Spatial repositioning of centromeric domains during regrowth of axons in nuclei of murine dorsal root ganglion neurons in vitro.

Specific chromatin domains within interphase nuclei are organized in cell type specific distributions and are rearranged in association with changes in cell function. Axotomy leads to changes in gene expression. Dorsal root ganglion (DRG) neurons in vitro are a model for axotomy because they are detached from their axons in preparation for the culturing procedure. In a test of the hypothesis that neurons regrowing in vitro undergo rearrangement of specific chromatin domains, changes in the distribution of centromere-associated kinetochores proteins within DRG neurons were assessed as a function of time in vitro. Camparison of the kinetochore distributions in neurons in situ to those 24 h after placement into culture showed that the mean proportion (+/-S.E.M.) of kinetochore signals in the karyoplasm decreased from 41.0 +/- 1.8% to 28.6 +/- 3.3%, while the proportion at the nucleolus increased from 35.2 +/- 2.0% to 48.4 +/- 2.9%. This indicated redistribution of centromeric domains to the nucleolus.
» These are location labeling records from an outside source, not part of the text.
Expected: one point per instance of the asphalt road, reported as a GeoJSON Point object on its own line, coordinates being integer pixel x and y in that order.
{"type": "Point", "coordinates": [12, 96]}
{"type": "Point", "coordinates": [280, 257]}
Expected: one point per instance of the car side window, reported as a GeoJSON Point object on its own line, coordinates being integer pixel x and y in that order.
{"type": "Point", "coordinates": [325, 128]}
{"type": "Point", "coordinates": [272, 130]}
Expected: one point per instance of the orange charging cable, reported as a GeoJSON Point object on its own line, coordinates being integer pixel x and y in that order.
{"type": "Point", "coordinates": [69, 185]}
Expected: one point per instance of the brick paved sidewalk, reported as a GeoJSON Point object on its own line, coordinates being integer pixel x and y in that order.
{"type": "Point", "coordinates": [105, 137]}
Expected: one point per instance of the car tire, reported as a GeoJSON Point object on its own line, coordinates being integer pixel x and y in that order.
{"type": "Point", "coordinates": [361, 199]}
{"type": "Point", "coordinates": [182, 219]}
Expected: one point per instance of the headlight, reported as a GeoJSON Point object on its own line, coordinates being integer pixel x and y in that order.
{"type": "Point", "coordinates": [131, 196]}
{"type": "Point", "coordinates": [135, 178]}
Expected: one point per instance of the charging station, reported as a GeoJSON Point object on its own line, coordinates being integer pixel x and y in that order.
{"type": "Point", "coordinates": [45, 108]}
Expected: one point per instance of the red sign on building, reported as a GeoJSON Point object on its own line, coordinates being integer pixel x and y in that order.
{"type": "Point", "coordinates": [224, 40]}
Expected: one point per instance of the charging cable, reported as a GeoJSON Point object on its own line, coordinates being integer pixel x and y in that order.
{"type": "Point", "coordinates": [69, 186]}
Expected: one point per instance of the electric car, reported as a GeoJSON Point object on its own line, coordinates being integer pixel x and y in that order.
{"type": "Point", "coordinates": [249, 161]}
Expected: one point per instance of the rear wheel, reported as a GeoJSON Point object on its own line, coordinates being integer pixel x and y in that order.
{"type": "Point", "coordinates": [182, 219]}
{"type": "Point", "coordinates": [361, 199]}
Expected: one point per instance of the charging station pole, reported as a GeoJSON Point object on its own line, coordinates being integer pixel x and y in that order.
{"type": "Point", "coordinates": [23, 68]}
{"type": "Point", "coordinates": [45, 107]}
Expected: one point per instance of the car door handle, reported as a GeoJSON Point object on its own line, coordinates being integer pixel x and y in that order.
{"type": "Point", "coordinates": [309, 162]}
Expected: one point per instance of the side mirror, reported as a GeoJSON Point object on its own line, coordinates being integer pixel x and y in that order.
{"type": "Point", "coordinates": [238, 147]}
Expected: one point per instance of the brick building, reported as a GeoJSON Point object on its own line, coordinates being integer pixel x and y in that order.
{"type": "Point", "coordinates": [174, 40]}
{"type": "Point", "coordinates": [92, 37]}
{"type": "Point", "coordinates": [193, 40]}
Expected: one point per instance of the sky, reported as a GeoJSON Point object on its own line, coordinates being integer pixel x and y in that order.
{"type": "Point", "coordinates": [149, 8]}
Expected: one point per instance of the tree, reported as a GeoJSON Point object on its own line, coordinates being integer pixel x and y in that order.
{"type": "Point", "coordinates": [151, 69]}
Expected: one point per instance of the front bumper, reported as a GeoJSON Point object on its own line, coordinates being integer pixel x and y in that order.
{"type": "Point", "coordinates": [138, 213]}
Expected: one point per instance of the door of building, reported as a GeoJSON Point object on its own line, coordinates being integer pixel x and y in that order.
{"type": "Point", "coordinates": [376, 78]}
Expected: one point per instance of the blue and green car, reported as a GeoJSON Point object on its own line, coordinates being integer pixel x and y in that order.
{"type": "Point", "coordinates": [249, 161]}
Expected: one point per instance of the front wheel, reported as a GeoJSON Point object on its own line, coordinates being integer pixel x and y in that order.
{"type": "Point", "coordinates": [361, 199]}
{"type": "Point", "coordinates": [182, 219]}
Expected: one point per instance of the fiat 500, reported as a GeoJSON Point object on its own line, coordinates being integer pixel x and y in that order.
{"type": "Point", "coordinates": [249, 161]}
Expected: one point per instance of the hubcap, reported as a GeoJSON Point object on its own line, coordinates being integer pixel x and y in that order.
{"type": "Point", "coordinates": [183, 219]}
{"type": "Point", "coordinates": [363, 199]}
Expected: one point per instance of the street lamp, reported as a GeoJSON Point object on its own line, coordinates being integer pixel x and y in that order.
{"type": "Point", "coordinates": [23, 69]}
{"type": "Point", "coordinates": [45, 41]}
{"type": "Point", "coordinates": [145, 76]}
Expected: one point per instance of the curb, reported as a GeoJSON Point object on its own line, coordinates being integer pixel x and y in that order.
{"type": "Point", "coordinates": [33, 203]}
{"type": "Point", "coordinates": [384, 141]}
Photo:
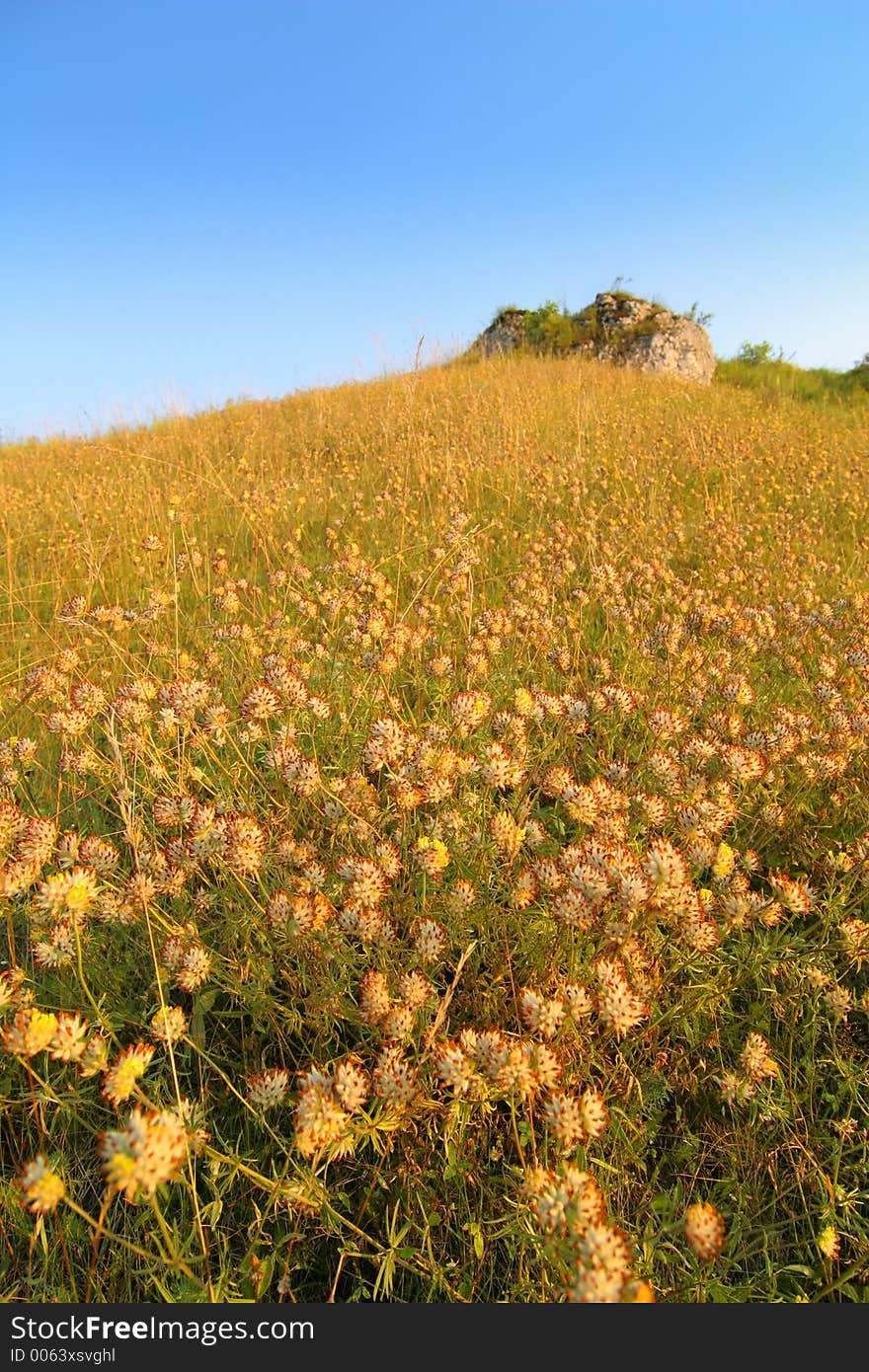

Between 1 day and 16 days in vitro, signals were redistributed to the nuclear periphery, indicated by an increase in the proportion of signals in this nuclear compartment from 23.0 +/- 4.3% to 37.6 +/- 3.4% and a decrease in the proportion of signals from 48.4 +/- 2.9% to 23.0 +/- 2.3% at the nucleolus. The results indicate that neurite regrowth following axotomy is associated with changes in nuclear topology. The reorganization that occurs within 24 h is speculated to be associated with a recapitulation of a cytoskeletal development program, while later changes in centromeric distributions may be related to cues elicited by in vitro conditions.